Wednesday, 21 March 2012
Exploding Helicopter - The Sentinel
Michael Douglas is Pete Garrison, a been-there-done-that Secret Service vet who once “took a bullet” for Reagan and is now tasked with protecting President Ballatine (David Rasche) from a multitude of nutcases who see the US president as The Great Satan. As Douglas insists that all his films must include gratuitous sex scenes his character ends up having an affair with the First Lady (Kim Basinger) and this leads to him being manipulated and framed for an assassination attempt by an ex-KGB “mole” from within the service.
The protector then becomes the quarry as he has to prove his innocence by finding the rogue agent whilst being pursued by squinty eyed protégé David Breckinridge (Kiefer Sutherland) who is letting a personal beef cloud his judgement. Think of it as a poor man’s The Fugitive meeting a poor man’s 24.
Director Clark Johnson has impeccable small screen credentials having been at the helm on Homicide, The Shield and The Wire but he is sadly let down by a script with more holes then a slice of Emmental. No amount of obtuse camera angles and kinetic direction can hide the confused plot (Sutherland starts hating Douglas for having slept with his wife but just forgets this fact and becomes his best friend again when he is on the run), implausible behaviour (right after the President has been attacked by machine-gun welding maniacs the First Lady strolls unprotected into the middle of the shoot out and is captured) and poorly fleshed out characters (Eva Longoria’s rookie Jill Marin could have been played with as much gusto by a Topshop mannequin).
Despite a couple of passable performances by Douglas and Sutherland the film is a major disappointment. When the mole is uncovered the results are about as thrilling as a rainy weekend in Margate.
I have reviewed many turkeys which have been redeemed (at least in part) by a decent helicopter explosion.
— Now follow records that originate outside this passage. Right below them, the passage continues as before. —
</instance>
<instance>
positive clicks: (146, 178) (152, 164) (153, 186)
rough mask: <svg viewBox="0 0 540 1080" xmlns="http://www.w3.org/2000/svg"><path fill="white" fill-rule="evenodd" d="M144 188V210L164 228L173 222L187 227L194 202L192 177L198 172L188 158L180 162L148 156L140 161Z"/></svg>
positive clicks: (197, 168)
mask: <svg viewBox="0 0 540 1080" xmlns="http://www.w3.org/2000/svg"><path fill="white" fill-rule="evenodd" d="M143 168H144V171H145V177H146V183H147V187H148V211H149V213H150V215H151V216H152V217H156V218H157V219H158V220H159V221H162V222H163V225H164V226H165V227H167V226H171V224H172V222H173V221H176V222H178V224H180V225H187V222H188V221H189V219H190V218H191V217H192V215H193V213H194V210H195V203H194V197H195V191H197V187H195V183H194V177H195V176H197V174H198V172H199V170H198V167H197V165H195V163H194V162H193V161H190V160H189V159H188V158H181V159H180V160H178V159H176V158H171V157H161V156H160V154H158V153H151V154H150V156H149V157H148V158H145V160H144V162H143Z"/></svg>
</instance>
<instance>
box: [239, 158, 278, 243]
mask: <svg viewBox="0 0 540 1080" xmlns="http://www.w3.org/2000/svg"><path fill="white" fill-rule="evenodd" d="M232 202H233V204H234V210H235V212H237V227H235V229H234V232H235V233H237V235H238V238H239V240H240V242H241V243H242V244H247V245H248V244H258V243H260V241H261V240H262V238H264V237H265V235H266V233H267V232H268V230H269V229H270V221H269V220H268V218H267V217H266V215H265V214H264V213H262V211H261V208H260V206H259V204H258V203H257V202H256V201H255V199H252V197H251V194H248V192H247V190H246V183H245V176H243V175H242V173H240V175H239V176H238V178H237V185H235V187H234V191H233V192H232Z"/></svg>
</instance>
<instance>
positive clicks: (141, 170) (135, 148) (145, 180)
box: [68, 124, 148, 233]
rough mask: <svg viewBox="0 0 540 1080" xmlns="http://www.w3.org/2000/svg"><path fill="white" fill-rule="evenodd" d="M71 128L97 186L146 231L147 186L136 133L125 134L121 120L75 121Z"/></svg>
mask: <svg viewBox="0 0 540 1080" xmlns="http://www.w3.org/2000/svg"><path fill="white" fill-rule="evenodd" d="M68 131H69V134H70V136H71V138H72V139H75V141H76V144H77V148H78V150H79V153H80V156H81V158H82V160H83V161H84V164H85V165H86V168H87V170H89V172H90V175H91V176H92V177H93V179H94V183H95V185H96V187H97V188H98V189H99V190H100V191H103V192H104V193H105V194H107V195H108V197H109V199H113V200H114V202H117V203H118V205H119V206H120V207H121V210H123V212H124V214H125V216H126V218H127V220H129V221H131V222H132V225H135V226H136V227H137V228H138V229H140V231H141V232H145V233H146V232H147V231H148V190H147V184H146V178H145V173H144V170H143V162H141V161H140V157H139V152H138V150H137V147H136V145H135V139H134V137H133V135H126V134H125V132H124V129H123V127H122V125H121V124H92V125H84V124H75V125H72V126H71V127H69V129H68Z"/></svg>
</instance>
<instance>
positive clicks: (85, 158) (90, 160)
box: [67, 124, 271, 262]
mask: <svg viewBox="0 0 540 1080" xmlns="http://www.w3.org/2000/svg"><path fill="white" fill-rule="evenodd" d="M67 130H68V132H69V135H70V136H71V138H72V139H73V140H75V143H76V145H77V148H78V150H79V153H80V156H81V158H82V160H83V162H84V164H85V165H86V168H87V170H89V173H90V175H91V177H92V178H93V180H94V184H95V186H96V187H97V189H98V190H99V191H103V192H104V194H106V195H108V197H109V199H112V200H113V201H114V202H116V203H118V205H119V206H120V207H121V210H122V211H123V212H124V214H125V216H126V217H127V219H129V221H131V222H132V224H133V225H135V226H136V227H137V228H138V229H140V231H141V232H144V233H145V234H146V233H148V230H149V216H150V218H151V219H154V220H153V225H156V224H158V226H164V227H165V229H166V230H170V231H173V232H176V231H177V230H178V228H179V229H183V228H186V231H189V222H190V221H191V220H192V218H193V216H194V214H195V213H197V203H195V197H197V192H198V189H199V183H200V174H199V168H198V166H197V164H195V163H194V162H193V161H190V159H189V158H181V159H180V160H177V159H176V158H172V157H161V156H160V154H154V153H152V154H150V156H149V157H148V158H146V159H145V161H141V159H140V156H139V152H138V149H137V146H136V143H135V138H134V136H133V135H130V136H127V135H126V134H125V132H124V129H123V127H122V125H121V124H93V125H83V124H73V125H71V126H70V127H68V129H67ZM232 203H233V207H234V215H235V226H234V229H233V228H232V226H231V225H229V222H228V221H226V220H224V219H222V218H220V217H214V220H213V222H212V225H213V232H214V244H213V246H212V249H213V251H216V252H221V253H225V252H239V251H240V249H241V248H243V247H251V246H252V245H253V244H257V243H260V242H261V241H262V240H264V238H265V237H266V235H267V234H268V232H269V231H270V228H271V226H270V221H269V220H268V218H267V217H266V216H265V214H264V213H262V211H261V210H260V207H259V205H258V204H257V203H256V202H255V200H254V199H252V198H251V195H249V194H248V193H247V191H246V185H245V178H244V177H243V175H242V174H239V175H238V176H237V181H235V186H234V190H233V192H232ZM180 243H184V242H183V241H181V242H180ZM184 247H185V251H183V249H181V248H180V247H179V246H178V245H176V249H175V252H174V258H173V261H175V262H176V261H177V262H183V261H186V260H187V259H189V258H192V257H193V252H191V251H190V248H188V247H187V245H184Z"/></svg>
Here we get the double kick in the balls that are an underwhelming film combined with a lacklustre chopper fireball.
El Presidente is at Camp David pressing flesh with foreign dignitaries and arrives in style in the huge VH -3D Sea King presidential chopper (which is excitingly named Marine One). As it leaves Camp David we see a panoramic shot of it in the distance and without any warning or preamble a missile snakes up from the tree line and hits the chopper. It seems to explode in slow motion and breaks into two. We do not see anything but the briefest of close ups on impact and we do not see the wreckage hit the floor. The whole thing is over in a flash.
Artistic merit
This a spectacularly poor effort with not only a bodged explosion rendered from a distance in disappointingly obvious CGI but with a confusing preamble which makes it feel like the scene was stitched in at the wrong point in the movie.
Exploding helicopter innovation
First time Marine One has ever been destroyed? I’ll be honest I’m guessing here. I think we'll consider this particular explosion an unnovation.
Do passengers survive?
We don’t know for sure but seeing as no major characters are on board no doubt they died a fiery and unpleasant death.
Positives
Without doubt Michael Douglas has the finest head of hair in the Secret Service. Period.
Negatives
It feels as they must have cut a key scene out in the preamble to the downing of Marine One. Perhaps in a misguided attempt to give added gravitas to the explosion, the lack of exposition only adds to the general confusion and half-arsed nature of the story.
Favourite Quote:
David Breckinridge: “Pete Garrison was my best friend. Until he slept with my wife.”
Interesting Fact:
Apparently George Nolfi’s script had done the rounds in Hollywood before being green lit and distributed in 2006. This might go some way to explaining the use of Russian baddies. Sooooooo 80’s.